Within a few feet of the goat, and resting on one of the pew seats lay the coffin and remains of a full grown man which, with others, had been washed up from their graves by the whirlpool formed by the headlong current as it passed over the churchyard. 

Immediately after the flood had subsided, the church yard was to a great extent covered with broken machinery, pieces of cloth, yarn, furniture, stones, hay and various other articles. 

The gates of the toll house were lifted from their position and swept along by the fury of the torrent, but the bar-house itself escaped. 

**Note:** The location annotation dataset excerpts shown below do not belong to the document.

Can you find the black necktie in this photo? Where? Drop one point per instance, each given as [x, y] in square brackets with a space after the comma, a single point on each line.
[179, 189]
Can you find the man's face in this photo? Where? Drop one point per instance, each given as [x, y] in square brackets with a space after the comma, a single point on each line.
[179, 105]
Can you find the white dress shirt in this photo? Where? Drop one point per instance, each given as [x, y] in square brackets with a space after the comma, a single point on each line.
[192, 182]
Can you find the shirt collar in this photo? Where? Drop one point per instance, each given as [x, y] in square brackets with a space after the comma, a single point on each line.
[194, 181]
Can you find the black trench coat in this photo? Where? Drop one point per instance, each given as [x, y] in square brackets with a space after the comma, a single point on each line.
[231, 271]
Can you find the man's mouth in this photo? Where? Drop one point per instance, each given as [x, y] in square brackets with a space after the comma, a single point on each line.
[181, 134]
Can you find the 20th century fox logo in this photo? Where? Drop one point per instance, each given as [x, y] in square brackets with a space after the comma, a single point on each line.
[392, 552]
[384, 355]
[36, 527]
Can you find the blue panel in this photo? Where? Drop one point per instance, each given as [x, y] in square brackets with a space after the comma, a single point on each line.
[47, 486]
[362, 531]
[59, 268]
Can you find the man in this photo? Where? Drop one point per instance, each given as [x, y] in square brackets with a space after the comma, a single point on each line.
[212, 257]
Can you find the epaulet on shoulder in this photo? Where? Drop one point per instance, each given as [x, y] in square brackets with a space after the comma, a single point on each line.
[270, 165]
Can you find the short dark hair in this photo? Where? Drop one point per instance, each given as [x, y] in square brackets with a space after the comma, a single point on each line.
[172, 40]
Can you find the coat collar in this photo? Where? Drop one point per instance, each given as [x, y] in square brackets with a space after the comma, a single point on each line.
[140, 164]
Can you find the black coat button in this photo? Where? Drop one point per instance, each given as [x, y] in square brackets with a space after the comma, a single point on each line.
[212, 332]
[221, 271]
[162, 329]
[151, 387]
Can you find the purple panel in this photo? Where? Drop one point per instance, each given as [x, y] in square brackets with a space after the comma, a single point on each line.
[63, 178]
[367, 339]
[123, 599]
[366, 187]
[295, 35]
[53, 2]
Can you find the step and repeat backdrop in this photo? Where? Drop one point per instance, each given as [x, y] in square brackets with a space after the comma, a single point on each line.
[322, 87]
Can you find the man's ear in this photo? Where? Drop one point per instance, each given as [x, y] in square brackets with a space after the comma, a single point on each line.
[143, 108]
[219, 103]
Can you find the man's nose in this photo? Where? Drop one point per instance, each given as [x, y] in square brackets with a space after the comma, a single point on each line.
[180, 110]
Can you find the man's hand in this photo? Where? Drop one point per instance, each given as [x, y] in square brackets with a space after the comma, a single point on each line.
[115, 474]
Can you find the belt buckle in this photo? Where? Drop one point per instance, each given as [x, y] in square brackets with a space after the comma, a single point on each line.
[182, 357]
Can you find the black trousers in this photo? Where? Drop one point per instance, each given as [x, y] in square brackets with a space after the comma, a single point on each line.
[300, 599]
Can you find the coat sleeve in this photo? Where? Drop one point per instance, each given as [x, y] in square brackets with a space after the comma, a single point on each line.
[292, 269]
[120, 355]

The houses of the inhabitants bordering upon the stream at this point were inundated, their property either destroyed or spoilt; and such was the quantity of mud and filth which had accumulated in and about the dwellings that a most awful stench was occasioned. 

That the church itself was so little damaged comparatively is due to the fact above stated – that the valley being at this point much wider than it is above and a little below, enabled the waters to spread over a greater surface. 

The Rev. Eldred Woodhead, rector of St. Lawrence, Southampton, and formerly vicar of Holmebridge, in a letter to the Leeds Intelligencer, dated 7th February, alluding to the unsafe state of the reservoir, says, “I would not build my school low in the valley, as that unfinished work was always  regarded by me with fears and suspicion.”